Kütahya Belediye Başkanı Kamil Saraçoğlu : Türkiye’de ilk olan çalıştayın Kütahya’da başlamasından duyduğu memnuniyeti dile getirdi. “ Türkiye’de ilahiyat çok önemli dinimiz çok önemli, geçtiğimiz yıllarda bu alanı biz çok farkı isimlere bırakmışız.Yetkili ve etkili olmayan kesimler, bunu yetkili olanlardan almışlar çok farklı konumlara getirmişler. Herkes kendine bir yol çizmiş gittiğimiz yol aynı diye söylüyorlar ama çok farklı noktalardan gidiyoruz. Asıl kaynağı unutmuşuz biz sonraki kaynaklar en önemli kaynaklar haline gelmiş ve o kaynağın üzerinden başka bir söz söylemenin doğru olmadığı en doğru kaynağın herkesin kendi kaynağı olduğu bizlere aşılanmış. Bunda eksiklik devletimizde bunda eksiklik bu işi ciddi bir şekilde yapan kurumların biraz daha toplumdan geri kalmaları ve öne çıkmamalarından kaynaklanan bir durum. “ diye konuştu. Bu noktadan İlahiyat Akreditasyonun önemine işaret etti.
Kütahya Valisi Ahmet Hamdi Nayir Kütahya’da bir ilkin daha gerçekleştiğine vurgu yaparken;
Bugün burada güzel bir programın ilki yaşayan programın ilimizde güzel ilçemizde olmasının mutluluğunu hep birlikte yaşıyoruz. Kütahya ilklere alışık bir il.İlk borsasını oluşturmuş, ilk toplu sözleşmesini imzalamış bir il olarak dünya çapında ilklerin şehri olarak biliyoruz. Bu da birazönceöğrendiğimiz kadarıyla bir ilk kendi alanın da oluşturulan bir yapının ve bir eğitimin ilk olarak örnek olacak sorumluluk üstlenmiş bir yapı. İlkler sürekli heyecan verir sürekli kıymetlidir önemlidir sorumluluğu yüksektir . “ dedi.

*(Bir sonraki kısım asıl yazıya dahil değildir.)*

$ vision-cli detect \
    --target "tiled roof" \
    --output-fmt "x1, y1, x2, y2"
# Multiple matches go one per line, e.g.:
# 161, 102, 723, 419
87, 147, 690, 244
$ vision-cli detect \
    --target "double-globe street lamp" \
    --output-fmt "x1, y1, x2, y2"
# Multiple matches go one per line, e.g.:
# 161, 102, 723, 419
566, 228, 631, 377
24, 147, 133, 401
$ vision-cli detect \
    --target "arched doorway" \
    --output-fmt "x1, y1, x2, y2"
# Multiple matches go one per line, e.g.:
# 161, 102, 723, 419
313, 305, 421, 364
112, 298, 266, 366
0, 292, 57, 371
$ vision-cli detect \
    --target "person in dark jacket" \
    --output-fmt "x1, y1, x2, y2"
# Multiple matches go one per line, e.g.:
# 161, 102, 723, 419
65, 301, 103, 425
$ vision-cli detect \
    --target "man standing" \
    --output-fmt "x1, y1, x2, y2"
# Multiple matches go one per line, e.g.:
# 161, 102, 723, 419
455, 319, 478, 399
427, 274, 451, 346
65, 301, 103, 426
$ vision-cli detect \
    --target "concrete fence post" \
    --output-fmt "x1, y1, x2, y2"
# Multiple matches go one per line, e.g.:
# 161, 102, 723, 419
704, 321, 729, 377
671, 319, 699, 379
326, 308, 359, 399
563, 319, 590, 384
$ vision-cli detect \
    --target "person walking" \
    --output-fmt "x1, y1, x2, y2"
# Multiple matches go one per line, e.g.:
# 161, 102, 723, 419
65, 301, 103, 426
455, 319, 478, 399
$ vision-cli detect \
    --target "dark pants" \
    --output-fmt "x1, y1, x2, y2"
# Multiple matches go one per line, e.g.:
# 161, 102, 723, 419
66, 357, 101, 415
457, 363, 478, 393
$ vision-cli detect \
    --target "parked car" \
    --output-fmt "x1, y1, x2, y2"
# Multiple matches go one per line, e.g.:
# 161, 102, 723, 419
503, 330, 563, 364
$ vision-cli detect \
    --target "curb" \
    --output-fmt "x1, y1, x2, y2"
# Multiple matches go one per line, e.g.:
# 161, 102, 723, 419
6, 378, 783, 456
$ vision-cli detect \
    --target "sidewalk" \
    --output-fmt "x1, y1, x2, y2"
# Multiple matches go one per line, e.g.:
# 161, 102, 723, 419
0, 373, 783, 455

Nayir, ardından, kendi ülkemize has değer ve kaliteye dikkat çekti “Eğer bunu yapmazsak dışarıdan bunun telafiside mümkün değil. Bir köprünün hesabını biz yapamadığımız zaman Çinli Koreli gelip onun hesabını yapıyor. Keşke bizim mühendisimizde yapmış olsa. Atatürk barajının en övündüğümüz kısmı o idi biz bunu kendi projelerimizle gerçekleştirdik diye dünyanın önüne çıktık. Ama bizim toplumsal problemlerimizi sosyal problemlerimizi çözecek Amerika dan Hollanda dan bir adam bulmamız mümkün değil biz kendi toplumsal problemlerimizi kendimiz çözeceğiz. Olaki kaliteyi yükseltmemiz parlak beyinlerimizi, zeki çocuklarımızı ayırmakla mümkün. Aileler bunun çok farkında değil, bizim çok iyi tarihçilere ihtiyacımız var çok iyi sosyologlara ihtiyacımız var oradaki kalite bizim ülkemizin geleceği açısından baktığımızda da gerçekten önemli. Dolayısıyla böyle bir programın ülkenin ilahiyat alanında başlamış olması da gerçekten sevindirici. İlimiz açısından güzel ilçemiz açısından değerlendirdiğimizde bu program gerçekten kıymetli ve sorumluluğu olan bir program.” dedi.
Karşılıklı hediyelerin takdimiyle sona eren açılış programı ardından prıgram Türkiye’nin birçok Üniversitesinden, Milli Eğitim Bakanlığından ve Diyanet İşleri Başkanlığından gelen katılımcıların katılımıyla devam etti.